JudikaturJustiz13Os87/22a

13Os87/22a – OGH Entscheidung

Entscheidung
19. Oktober 2022

Kopf

Der Oberste Gerichtshof hat am 19. Oktober 2022 durch den Senatspräsidenten des Obersten Gerichtshofs Prof. Dr. Lässig als Vorsitzenden sowie die Hofrätin des Obersten Gerichtshofs Mag. Michel, den Hofrat des Obersten Gerichtshofs Dr. Oberressl und die Hofrätinnen des Obersten Gerichtshofs Dr. Brenner und Dr. Setz Hummel LL.M. in Gegenwart des Schriftführers Mag. Turner im Verfahren zur Unterbringung des * A* in einer Anstalt für geistig abnorme Rechtsbrecher nach § 21 Abs 1 StGB über die Nichtigkeitsbeschwerde und die Berufung des Betroffenen gegen das Urteil des Landesgerichts für Strafsachen Wien als Schöffengericht vom 20. Juni 2022, GZ 62 Hv 47/22t 48, nach Anhörung der Generalprokuratur in nichtöffentlicher Sitzung den

Beschluss

gefasst:

Spruch

Die Nichtigkeitsbeschwerde wird zurückgewiesen.

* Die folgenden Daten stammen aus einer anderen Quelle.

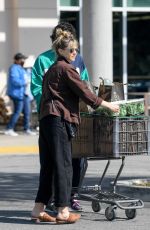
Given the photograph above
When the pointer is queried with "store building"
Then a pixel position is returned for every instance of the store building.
(114, 35)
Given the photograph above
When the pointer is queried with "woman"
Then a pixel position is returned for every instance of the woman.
(59, 107)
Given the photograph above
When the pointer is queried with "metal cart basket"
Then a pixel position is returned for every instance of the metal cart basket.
(109, 138)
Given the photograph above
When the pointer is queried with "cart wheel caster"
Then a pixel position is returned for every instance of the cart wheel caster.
(110, 213)
(96, 206)
(130, 213)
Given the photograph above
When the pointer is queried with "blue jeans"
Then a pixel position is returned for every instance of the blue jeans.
(19, 107)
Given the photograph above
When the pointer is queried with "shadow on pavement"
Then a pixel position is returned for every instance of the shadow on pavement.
(18, 186)
(17, 217)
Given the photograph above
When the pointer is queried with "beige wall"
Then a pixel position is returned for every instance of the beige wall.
(25, 26)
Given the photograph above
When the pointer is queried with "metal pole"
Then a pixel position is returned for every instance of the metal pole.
(124, 48)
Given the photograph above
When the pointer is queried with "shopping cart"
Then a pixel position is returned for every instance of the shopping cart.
(104, 138)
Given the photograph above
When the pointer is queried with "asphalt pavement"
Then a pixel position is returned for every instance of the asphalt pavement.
(19, 172)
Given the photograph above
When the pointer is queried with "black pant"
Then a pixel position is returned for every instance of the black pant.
(55, 161)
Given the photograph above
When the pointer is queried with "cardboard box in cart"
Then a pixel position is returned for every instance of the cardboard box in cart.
(111, 137)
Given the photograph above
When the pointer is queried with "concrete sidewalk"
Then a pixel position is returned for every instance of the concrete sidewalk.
(22, 144)
(19, 172)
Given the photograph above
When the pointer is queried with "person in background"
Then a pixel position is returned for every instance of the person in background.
(59, 107)
(17, 90)
(42, 64)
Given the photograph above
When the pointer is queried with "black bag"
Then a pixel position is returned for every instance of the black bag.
(114, 92)
(71, 129)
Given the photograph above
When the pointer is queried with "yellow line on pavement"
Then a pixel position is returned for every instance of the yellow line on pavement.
(19, 150)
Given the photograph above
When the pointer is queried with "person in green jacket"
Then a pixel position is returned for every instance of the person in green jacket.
(42, 64)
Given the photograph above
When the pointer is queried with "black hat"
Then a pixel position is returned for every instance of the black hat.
(19, 56)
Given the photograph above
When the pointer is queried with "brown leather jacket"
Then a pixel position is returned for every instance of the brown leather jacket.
(61, 91)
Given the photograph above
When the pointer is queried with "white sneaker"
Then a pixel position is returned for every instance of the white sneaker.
(11, 132)
(29, 132)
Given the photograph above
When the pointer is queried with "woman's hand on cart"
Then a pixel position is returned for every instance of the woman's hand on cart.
(113, 107)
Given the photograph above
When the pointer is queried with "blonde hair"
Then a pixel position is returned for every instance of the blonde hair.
(63, 40)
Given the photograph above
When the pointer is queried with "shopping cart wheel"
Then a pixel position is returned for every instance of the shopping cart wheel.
(110, 213)
(130, 213)
(96, 206)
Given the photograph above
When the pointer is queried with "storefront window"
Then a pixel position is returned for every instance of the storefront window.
(69, 2)
(136, 3)
(117, 46)
(117, 3)
(139, 44)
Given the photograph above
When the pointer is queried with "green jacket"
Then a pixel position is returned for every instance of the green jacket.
(42, 64)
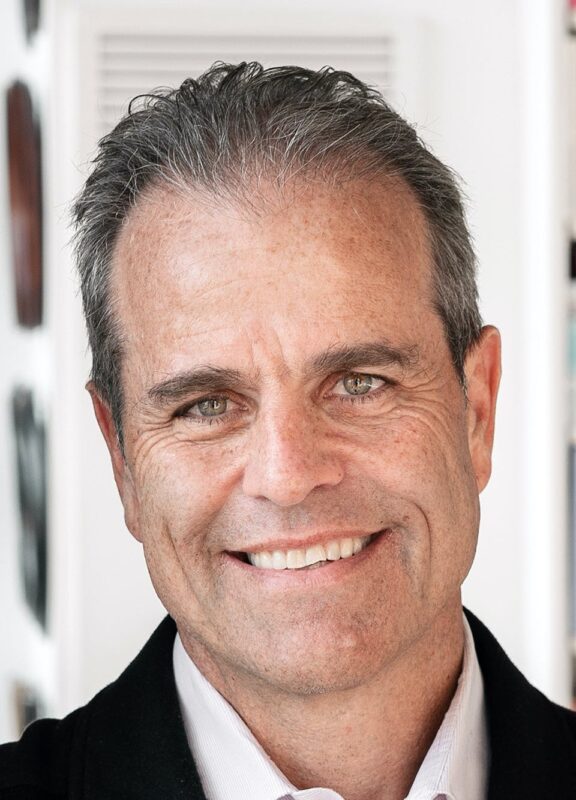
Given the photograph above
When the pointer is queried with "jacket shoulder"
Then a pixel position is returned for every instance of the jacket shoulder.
(38, 766)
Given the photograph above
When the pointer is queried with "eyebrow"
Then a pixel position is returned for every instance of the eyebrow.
(203, 379)
(340, 358)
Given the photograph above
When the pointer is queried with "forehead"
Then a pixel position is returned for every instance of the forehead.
(316, 261)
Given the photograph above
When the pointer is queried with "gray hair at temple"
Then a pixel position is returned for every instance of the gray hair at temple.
(238, 123)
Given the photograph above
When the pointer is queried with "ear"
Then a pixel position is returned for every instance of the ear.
(122, 474)
(482, 368)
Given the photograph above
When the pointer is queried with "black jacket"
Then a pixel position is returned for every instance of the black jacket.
(128, 743)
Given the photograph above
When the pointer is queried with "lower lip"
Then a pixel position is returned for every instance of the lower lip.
(332, 571)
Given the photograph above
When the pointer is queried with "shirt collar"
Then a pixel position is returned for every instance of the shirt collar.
(456, 765)
(233, 766)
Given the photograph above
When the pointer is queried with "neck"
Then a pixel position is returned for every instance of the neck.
(366, 743)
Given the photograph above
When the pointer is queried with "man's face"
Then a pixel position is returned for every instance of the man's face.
(288, 384)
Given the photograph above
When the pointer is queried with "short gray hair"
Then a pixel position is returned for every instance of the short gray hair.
(233, 123)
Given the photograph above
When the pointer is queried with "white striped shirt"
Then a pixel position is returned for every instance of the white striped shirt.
(233, 766)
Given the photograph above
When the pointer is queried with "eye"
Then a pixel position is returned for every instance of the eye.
(208, 407)
(358, 383)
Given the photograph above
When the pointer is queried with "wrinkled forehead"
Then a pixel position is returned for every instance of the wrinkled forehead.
(267, 234)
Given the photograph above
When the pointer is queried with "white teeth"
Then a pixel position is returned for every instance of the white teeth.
(333, 551)
(299, 558)
(295, 559)
(315, 554)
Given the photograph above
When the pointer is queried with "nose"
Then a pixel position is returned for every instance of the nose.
(290, 455)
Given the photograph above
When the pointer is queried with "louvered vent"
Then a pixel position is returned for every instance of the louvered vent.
(127, 64)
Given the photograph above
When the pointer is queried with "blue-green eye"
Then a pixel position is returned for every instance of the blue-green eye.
(357, 383)
(211, 407)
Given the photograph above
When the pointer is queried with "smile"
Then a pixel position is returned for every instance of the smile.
(309, 557)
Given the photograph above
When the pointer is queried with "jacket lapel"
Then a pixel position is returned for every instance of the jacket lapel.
(135, 743)
(532, 740)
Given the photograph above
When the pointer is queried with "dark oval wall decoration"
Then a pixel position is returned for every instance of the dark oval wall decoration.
(31, 17)
(25, 203)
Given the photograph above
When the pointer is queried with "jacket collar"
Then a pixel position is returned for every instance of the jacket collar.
(532, 740)
(135, 745)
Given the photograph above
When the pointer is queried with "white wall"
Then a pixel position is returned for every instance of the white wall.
(489, 72)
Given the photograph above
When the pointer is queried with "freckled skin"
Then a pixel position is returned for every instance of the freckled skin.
(200, 283)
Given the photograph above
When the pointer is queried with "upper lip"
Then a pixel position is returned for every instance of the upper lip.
(299, 543)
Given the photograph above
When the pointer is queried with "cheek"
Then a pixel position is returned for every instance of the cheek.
(181, 487)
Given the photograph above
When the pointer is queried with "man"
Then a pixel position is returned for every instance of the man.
(298, 396)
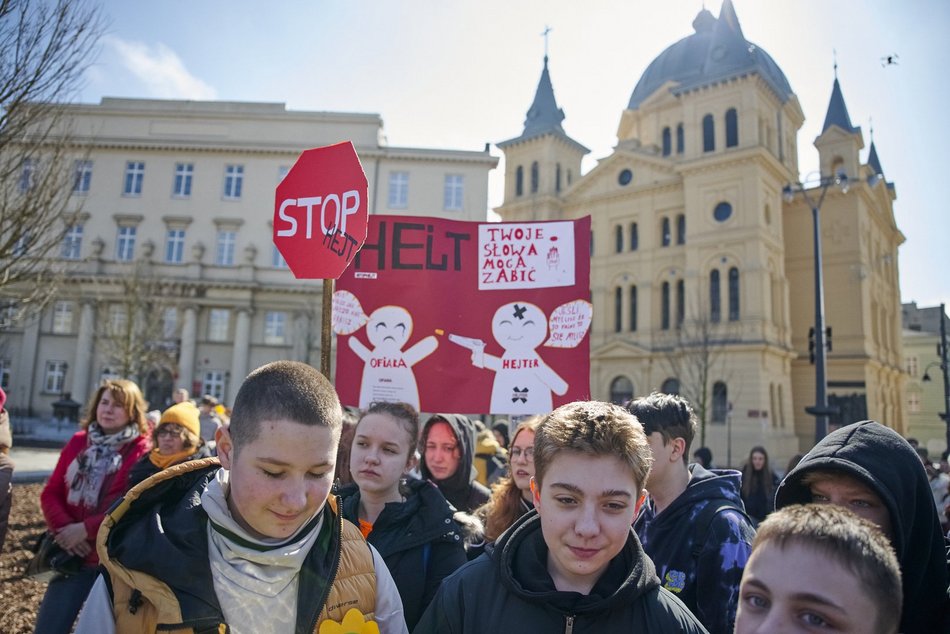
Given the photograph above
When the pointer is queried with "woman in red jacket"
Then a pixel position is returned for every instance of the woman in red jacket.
(91, 473)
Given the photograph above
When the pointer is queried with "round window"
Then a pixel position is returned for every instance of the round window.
(722, 212)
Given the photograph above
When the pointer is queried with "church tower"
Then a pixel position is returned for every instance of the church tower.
(541, 163)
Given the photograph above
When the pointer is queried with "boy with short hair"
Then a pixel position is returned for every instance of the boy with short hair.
(872, 471)
(574, 562)
(250, 544)
(819, 567)
(693, 525)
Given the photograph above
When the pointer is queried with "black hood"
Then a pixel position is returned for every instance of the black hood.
(457, 486)
(521, 556)
(880, 458)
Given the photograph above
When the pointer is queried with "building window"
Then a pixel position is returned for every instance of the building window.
(633, 308)
(709, 134)
(183, 174)
(72, 242)
(134, 175)
(213, 383)
(732, 128)
(453, 192)
(174, 246)
(55, 377)
(125, 244)
(83, 177)
(275, 328)
(680, 302)
(670, 386)
(277, 258)
(722, 212)
(398, 190)
(715, 301)
(665, 306)
(169, 322)
(218, 322)
(621, 390)
(63, 318)
(27, 174)
(618, 309)
(720, 402)
(224, 253)
(733, 294)
(233, 181)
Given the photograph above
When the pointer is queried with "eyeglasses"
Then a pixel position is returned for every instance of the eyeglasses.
(528, 452)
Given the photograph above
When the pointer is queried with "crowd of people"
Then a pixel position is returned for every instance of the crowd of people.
(290, 511)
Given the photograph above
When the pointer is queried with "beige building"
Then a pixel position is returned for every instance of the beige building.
(924, 390)
(701, 274)
(171, 257)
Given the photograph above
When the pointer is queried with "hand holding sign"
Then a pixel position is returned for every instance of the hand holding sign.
(569, 323)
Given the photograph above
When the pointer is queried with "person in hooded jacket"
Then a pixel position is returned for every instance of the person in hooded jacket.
(448, 453)
(693, 525)
(573, 564)
(407, 520)
(871, 470)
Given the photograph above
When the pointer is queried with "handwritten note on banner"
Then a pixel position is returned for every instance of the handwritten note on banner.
(467, 317)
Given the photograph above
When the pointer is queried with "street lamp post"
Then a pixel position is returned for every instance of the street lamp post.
(943, 365)
(821, 410)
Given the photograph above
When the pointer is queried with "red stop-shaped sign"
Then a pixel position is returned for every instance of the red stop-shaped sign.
(320, 212)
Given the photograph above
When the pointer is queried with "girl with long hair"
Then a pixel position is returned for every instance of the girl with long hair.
(92, 471)
(511, 496)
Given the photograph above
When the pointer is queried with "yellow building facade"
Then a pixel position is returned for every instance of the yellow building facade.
(702, 275)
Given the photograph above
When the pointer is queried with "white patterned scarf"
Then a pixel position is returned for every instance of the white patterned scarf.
(101, 458)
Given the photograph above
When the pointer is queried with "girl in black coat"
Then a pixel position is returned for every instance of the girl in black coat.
(407, 520)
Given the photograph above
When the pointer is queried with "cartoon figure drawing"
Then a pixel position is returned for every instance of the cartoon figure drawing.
(523, 381)
(387, 370)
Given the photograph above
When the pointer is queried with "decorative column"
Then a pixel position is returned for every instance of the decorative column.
(240, 353)
(186, 357)
(83, 359)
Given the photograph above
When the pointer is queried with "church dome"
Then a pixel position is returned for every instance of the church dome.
(716, 52)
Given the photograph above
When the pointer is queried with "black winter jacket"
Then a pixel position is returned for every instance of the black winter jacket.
(418, 539)
(509, 591)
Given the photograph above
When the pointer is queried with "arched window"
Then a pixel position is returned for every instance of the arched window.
(618, 309)
(633, 308)
(709, 134)
(715, 301)
(680, 302)
(720, 402)
(621, 390)
(732, 128)
(733, 294)
(665, 306)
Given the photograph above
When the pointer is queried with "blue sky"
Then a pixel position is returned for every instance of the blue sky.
(459, 74)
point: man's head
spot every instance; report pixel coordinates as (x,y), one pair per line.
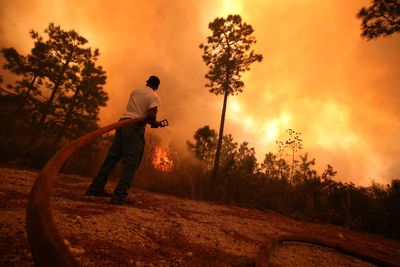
(153,82)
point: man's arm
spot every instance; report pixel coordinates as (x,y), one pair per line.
(151,118)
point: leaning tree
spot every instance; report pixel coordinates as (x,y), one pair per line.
(382,17)
(228,53)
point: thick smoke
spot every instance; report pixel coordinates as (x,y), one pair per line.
(318,76)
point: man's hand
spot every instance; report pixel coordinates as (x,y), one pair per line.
(162,123)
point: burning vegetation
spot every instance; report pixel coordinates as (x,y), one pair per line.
(161,160)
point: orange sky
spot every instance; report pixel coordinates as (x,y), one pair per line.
(318,76)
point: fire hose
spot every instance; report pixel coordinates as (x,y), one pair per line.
(46,244)
(48,248)
(264,254)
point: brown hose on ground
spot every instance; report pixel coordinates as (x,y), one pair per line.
(264,254)
(47,246)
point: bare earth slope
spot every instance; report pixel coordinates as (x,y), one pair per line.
(162,230)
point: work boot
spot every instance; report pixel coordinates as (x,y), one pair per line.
(121,201)
(97,193)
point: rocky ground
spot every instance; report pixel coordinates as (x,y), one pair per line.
(163,230)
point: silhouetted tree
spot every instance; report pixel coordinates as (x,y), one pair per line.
(289,147)
(81,109)
(205,142)
(381,18)
(227,53)
(60,84)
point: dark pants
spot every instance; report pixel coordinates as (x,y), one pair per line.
(128,144)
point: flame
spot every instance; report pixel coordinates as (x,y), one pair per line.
(161,160)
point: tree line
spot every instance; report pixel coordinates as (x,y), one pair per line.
(287,182)
(54,94)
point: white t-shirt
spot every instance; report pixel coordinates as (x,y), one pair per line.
(141,100)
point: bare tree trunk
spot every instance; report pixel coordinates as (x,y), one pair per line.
(49,102)
(221,134)
(67,119)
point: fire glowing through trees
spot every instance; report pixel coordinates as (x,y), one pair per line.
(161,160)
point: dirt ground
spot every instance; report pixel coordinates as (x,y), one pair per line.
(163,230)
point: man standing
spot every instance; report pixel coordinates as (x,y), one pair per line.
(128,143)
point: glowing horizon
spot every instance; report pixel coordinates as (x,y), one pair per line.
(318,76)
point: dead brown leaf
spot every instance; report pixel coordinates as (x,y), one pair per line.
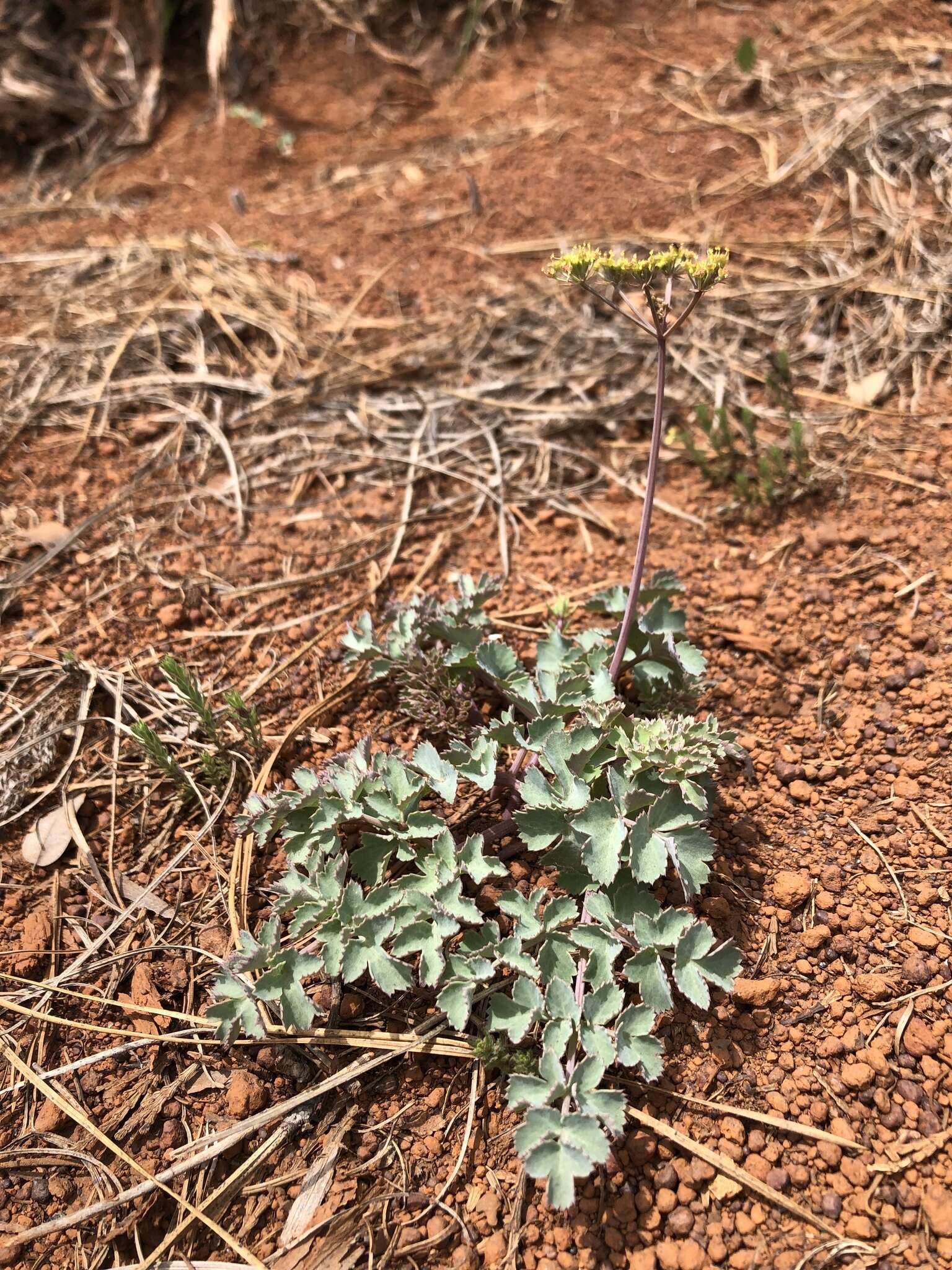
(51,835)
(47,534)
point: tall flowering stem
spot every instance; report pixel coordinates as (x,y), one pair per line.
(606,276)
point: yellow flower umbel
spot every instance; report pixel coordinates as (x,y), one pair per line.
(575,266)
(712,270)
(584,263)
(655,275)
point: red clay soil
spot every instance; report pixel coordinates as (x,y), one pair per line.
(829,638)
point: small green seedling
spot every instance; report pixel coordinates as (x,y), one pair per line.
(728,446)
(214,756)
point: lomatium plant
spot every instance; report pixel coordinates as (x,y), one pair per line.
(564,981)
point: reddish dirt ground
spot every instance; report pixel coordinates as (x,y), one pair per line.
(829,638)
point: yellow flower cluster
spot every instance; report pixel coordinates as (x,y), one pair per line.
(584,260)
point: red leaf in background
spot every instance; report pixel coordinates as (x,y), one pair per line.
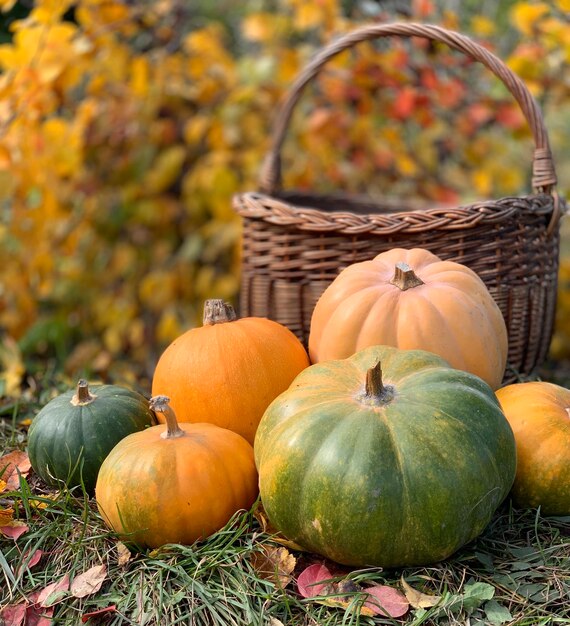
(510,116)
(429,78)
(479,113)
(386,601)
(310,581)
(54,593)
(15,530)
(9,463)
(108,609)
(404,104)
(13,615)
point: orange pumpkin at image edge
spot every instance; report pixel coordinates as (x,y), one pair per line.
(412,300)
(539,414)
(229,370)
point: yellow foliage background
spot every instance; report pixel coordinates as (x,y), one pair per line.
(127,127)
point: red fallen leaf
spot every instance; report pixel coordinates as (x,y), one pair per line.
(12,463)
(13,614)
(312,581)
(108,609)
(386,601)
(54,593)
(14,530)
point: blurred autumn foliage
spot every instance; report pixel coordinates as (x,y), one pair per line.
(127,126)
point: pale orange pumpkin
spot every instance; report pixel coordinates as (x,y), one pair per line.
(539,414)
(176,483)
(411,299)
(229,370)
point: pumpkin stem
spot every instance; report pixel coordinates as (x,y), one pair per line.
(82,396)
(216,311)
(374,386)
(405,277)
(160,404)
(375,391)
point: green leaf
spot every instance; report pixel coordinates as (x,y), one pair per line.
(475,594)
(497,613)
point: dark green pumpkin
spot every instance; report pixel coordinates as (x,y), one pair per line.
(71,436)
(387,468)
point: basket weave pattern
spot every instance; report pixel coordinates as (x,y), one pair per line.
(295,244)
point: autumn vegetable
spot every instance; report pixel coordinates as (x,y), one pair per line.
(175,483)
(539,414)
(229,370)
(387,458)
(74,432)
(410,299)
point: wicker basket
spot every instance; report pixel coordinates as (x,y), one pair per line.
(295,244)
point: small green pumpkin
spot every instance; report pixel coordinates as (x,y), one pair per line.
(71,436)
(387,465)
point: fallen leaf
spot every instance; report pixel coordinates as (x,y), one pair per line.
(14,530)
(13,464)
(274,564)
(6,516)
(314,580)
(89,582)
(417,599)
(108,609)
(344,595)
(124,553)
(54,593)
(386,601)
(13,614)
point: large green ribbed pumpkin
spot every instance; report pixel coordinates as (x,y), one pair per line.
(73,433)
(388,458)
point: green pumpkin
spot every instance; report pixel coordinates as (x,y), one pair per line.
(71,436)
(388,458)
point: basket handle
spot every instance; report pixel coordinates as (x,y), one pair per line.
(543,171)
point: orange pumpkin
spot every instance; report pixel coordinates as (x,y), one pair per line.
(175,483)
(539,414)
(228,371)
(411,299)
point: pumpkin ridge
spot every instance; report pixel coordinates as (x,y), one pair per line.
(393,297)
(443,320)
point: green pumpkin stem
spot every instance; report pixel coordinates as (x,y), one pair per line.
(375,391)
(217,311)
(405,277)
(374,386)
(160,404)
(82,396)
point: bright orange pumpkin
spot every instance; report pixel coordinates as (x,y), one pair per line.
(539,414)
(229,370)
(411,299)
(175,483)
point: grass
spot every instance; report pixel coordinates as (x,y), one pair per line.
(522,560)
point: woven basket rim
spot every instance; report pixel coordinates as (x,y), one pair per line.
(382,217)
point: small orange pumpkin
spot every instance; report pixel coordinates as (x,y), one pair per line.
(539,414)
(412,300)
(175,483)
(228,371)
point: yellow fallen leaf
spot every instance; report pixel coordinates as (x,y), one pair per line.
(274,564)
(417,599)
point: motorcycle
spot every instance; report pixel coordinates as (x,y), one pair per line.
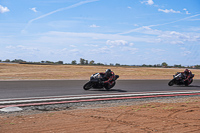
(178,79)
(96,82)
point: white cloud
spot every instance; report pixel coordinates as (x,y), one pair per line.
(94,26)
(148,2)
(186,11)
(58,10)
(3,9)
(118,43)
(131,50)
(168,11)
(90,45)
(34,9)
(103,50)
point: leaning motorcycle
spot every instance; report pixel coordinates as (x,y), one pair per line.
(96,82)
(178,79)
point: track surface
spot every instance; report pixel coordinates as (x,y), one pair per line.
(21,89)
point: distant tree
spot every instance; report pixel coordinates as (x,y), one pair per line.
(7,60)
(86,62)
(91,62)
(74,62)
(144,65)
(18,60)
(164,64)
(59,62)
(82,61)
(117,64)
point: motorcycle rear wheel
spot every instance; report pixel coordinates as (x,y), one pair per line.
(88,86)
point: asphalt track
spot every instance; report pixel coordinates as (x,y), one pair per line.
(44,88)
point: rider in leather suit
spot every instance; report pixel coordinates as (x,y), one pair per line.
(109,78)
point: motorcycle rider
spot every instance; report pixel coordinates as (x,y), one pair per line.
(188,75)
(108,78)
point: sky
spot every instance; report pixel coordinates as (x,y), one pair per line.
(131,32)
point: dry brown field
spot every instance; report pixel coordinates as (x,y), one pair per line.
(174,115)
(81,72)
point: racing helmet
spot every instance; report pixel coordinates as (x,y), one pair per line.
(108,73)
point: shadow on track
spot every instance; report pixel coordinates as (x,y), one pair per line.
(117,90)
(187,86)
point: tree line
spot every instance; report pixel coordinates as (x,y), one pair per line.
(92,62)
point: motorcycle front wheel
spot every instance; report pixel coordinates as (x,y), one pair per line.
(88,86)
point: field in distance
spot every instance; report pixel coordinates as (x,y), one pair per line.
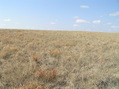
(31,59)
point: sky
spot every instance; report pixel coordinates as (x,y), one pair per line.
(69,15)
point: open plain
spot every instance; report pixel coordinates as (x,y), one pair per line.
(32,59)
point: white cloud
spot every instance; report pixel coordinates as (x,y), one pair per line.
(101,16)
(7,20)
(96,21)
(81,21)
(115,27)
(84,6)
(53,23)
(109,23)
(114,14)
(75,17)
(75,25)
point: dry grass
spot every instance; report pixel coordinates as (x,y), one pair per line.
(58,60)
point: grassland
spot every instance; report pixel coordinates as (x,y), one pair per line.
(58,60)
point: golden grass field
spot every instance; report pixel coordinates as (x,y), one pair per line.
(31,59)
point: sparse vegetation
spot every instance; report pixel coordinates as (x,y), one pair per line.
(58,60)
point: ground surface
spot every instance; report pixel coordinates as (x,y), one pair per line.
(58,60)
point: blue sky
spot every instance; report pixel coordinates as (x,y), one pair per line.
(81,15)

Zur Entscheidung über die Berufung werden die Akten dem Oberlandesgericht Wien zugeleitet.

Text

Gründe:

[1] Mit dem angefochtenen Urteil wurde gemäß § 21 Abs 1 StGB die Unterbringung des * A* in einer Anstalt für geistig abnorme Rechtsbrecher angeordnet.

[2] Danach hat er am 25. Februar 2022 in W* unter dem Einfluss eines die Zurechnungsfähigkeit ausschließenden Zustands (§ 11 StGB), der auf einer geistigen oder seelischen Abartigkeit von höherem Grad, nämlich einer Psychose aus dem schizophrenen Formenkreis, beruht, * M* durch gefährliche Drohung mit dem Tod zu einer Handlung, nämlich zur Herausgabe von 50 Euro, zu nötigen versucht, indem er gegenüber dem Genannten mehrmals äußerte, ihn sonst mit einem Messer umzubringen, und durch diese Tat das Verbrechen der schweren Nötigung nach §§ 15, 105 Abs 1, 106 Abs 1 Z 1 StGB begangen.

Rechtliche Beurteilung

[3] Dagegen richtet sich die aus § 281 Abs 1 Z 5a, 9 lit a und 10 (iVm § 433 Abs 1) StPO erhobene Nichtigkeitsbeschwerde des Betroffenen.

[4] Das Schöffengericht hat sich mit Divergenzen zwischen den einzelnen Angaben des Zeugen M* und des Betroffenen zum Inhalt dessen inkriminierter Äußerungen ausdrücklich auseinandergesetzt und in eingehender Beweiswürdigung dargelegt, aufgrund welcher Überlegungen es trotz dieser Divergenzen zu seinen – die rechtliche Annahme der Qualifikation nach § 106 Abs 1 Z 1 StGB tragenden – Feststellungen gelangte (US 6 f).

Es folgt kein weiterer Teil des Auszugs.